Racismo e antissemitismo foram o ultimato para que grandes marcas, como a Adidas, com a qual possuía um acordo bilionário, rompessem contratos com West. Gap e Balenciaga também encerraram seus relacionamentos com Kanye, o qual, além de tudo, foi processado pela família de George Floyd após dizer que este havia morrido por abuso de drogas, não por conta do asfixiamento feito por policial em um ato de brutalidade que foi registrado por vídeo e veiculado ao redor do mundo através das redes sociais. Além disso, ele perdeu o contrato de seu selo GOOD Music com a sua gravadora de longa data, a Def Jam.


Essa foi a resposta do mercado e de alguns entes diretamente afetados pelas ações de Kanye. O artista saiu da lista dos bilionários da Forbes e estima-se que tenha perdido cerca de US $1,5 bilhões até então.


Contudo, quanto à sua audiência, restam diversas questões. No campo artístico, apesar de seu ego gigantesco e contínuas polêmicas, a qualidade musical de sua carreira é muito aclamada. O rapper possui uma série de prêmios, dentre eles Grammys, AMA's e VMA's, além de ser escutado e adorado por inúmeros fãs internacionalmente. A despeito de estar envolto em polêmicas mais escandalosas do que nunca e de isso ter afetado a maneira que o público o enxerga e, portanto, pensa antes de o escutar, em comparação à época de músicas que o alavancaram, como Gold Digger, Jesus Walks e Stronger, seus últimos trabalhos não têm gerado tanto impacto atemporal, fora Donda, seu último álbum de estúdio bastante discutido e envolvido em uma série de controvérsias. No Spotify, suas músicas com mais acessos, em sua grande maioria, são dos álbuns mais antigos, assim como nas paradas da Billboard, nota-se que suas produções recentes não possuem resultados como antes, como a presença no Top 10 da lista [1]. Seria, assim, enviesado dizer que apenas as recentes polêmicas afetaram seus números e não considerar uma mudança relevante na adesão do público aos trabalhos do artista desde o álbum The Life of Pablo.
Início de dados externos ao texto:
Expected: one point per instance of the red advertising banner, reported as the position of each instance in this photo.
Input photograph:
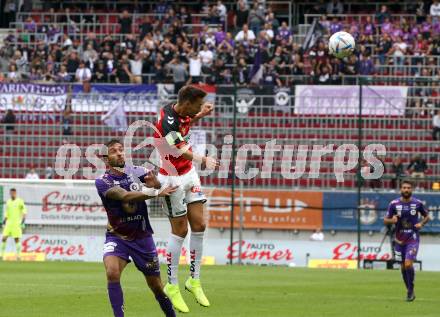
(266, 209)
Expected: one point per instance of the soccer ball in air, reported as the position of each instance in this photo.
(341, 44)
Então, pergunto: deixamos mesmo de escutar aquelas músicas icônicas da carreira de Kanye por conta dos últimos escândalos? Estendo essa pergunta: deixamos de ler livros, assistir filmes e ouvir músicas de artistas que também fizeram algo muito ruim?


Acredito que não. No caso de Kanye, apesar de tudo, hoje, ele é o 24º artista mais escutado do mundo inteiro no Spotify. Isso mostra que ainda o escutamos, especialmente suas músicas mais antigas. É muito difícil desapegar de coisas com que construímos uma relação subjetiva de apreciação, gosto ou afeto. Esse pode ser o caso da música de Kanye para muitos e da obra de outros artistas para outros. Por isso, atento ao caráter político e ético que deve ser balanceado por nós ao consumirmos arte.
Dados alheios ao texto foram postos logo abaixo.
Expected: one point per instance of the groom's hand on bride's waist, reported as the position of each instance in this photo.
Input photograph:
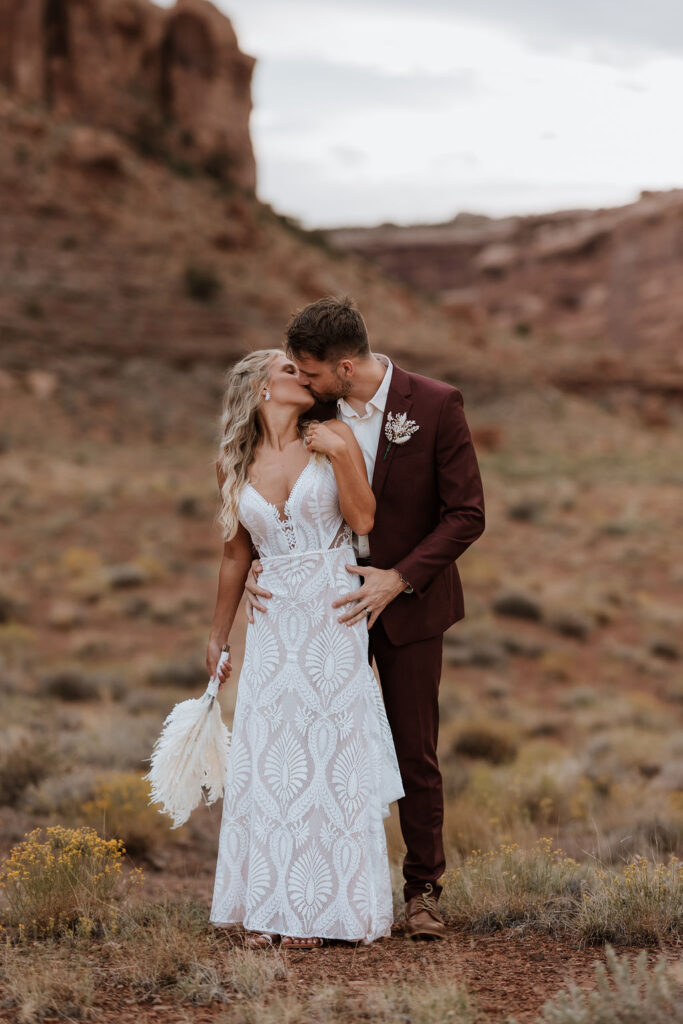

Roman Polanski estuprou menores, Woody Allen é acusado pela própria filha de molestá-la quando criança (além de ser casado com a filha adotada de sua ex-parceira Mia Farrow, a qual criou e entre quem possui 34 anos de diferença) e Bill Cosby está também na seara das acusações de crimes sexuais assim como muitos outros atores. John Galliano, ex-diretor criativo da Givenchy e da Dior, foi "cancelado" após o vazamento de um vídeo em que proferia falas racistas e antissemitas. Caravaggio, à sua época, foi preso pois matou e violentou pessoas. Coco Chanel, fundadora da marca homônima, revolucionou a moda, especialmente a feminina, com a introdução da calça ao guarda-roupa das mulheres, o little black dress e o uso do preto casualmente, mas compactuou com o nazismo. Não diria que todos esses artistas continuaram no mesmo patamar de aceitação em suas novas produções ou que conseguiram se manter trabalhando na área a depender da proporção da polêmica em que se envolveram, mas, de fato, o olhar sobre suas obras é ampliado, e devemos ser atentos e críticos a elas.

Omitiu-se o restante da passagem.